Lautan tanpa kenangan

Hal yang unik dari perjumpaan kita, adalah bagaimana mungkin dunia yang luas dan penuh dengan misteri ini, nyatanya begitu tegas, jujur dan sempit adanya. Bukan mustahil, seandainya kita membuka diri untuk mencari dan menerima pengalaman serta perjumpaan baru. Hanya saja, sebagian dari kita terlalu kaku, atau enggan menjamah dunia diluar dunia yang diketahui. Setidaknya itulah yang terjadi padaku, pada kita di tempo hari.

Sejatinya, dunia ini menawarkan banyak romansa dan percumbuan bagi insan yang mendambanya. Awalnya, aku naif dan lugu, ceroboh bahkan cenderung acuh pada fakta tentang keberbedaan kita.
Hampir setiap saat aku menyibukkan diri untuk tenggelam dalam sentimen tak berdasar, sibuk mengasihani diri sendiri. Hal ini berlangsung cukup lama, bahkan hingga saat kata-kata ini kuungkap, kesedihan ini masih bersembunyi di sudut remang akal sehatku, menunggu pemicu baru tuk menariknya.

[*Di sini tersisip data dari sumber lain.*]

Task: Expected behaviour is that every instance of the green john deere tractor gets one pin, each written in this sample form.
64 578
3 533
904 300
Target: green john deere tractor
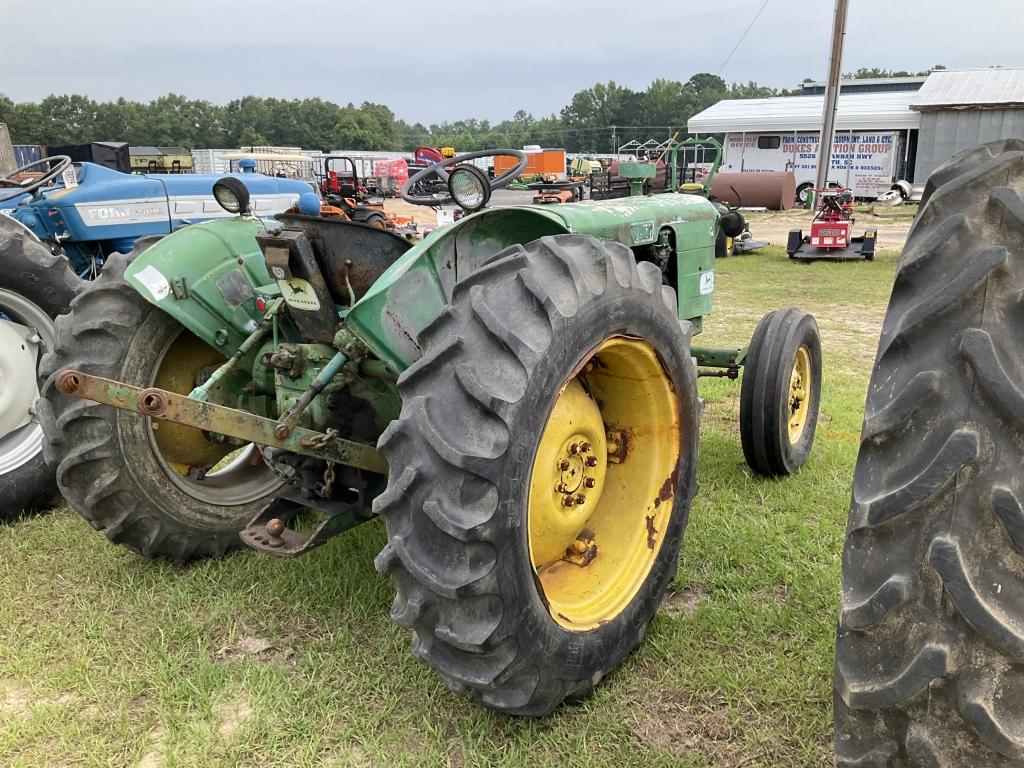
516 395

Suatu ketika, di sela rutinitasku menjamah dunia maya, kudapati racauan seorang teman virtual yang menjabarkan tentang pedihnya rasa tak berbalas. Kami bertukar pendapat, menakar sulitnya menangani kepedihan itu. Proposisi yang ia ajukan adalah tentang bagaimana kepedihan akan terus menerus melanda, jika kita berkutat pada pedih yang sama. Hal yang terjadi, seperti kukatakan sebelumnya, adalah rasa sentimen tak berdasar: ia terlahir dari pikiran yang dibuat-buat, bahkan dipaksakan.

Ketika kita mengenang suatu hal, yang kita rindukan sejatinya adalah momen, bukan sekedar pribadi yang terlibat di dalamnya. Kita membiarkan diri mengambang di sebuah lautan memori tak bertepi, tanpa pernah tahu kapan datangnya ombak. Selayaknya ubur-ubur, ia tetap terdiam hingga menunggu intervensi dari luar dirinya.

Inilah sebenarnya yang terjadi pada mereka yang berkutat di sebuah memori: mengharap keajaiban tanpa berusaha lebih tuk menciptakan keajaiban kecil bagi dirinya.

Sekarang, aku mulai berenang-renang di tengah lautan memori itu seorang diri, tak lagi mendamba keajaiban nan absurd. Terkait dengan analogiku terkait si penjelajah dan duyung, kini tokoh itu tak lagi menanti di pulau yang sama, sebab ia tahu, komitmen kosong pada sang duyung pun tak berbuah apa-apa.
Seandainya ada pemicu lain dari si duyung, adalah komitmen masing-masing untuk menjadi diri terbaik mereka. Pun akhirnya angan sang penjelajah tak terbalas oleh semesta, ia tak boleh merugi. Sebab ia telah rela, bahwa sejumlah angan, walau dapat diungkapkan, tak sepatutnya dipaksakan.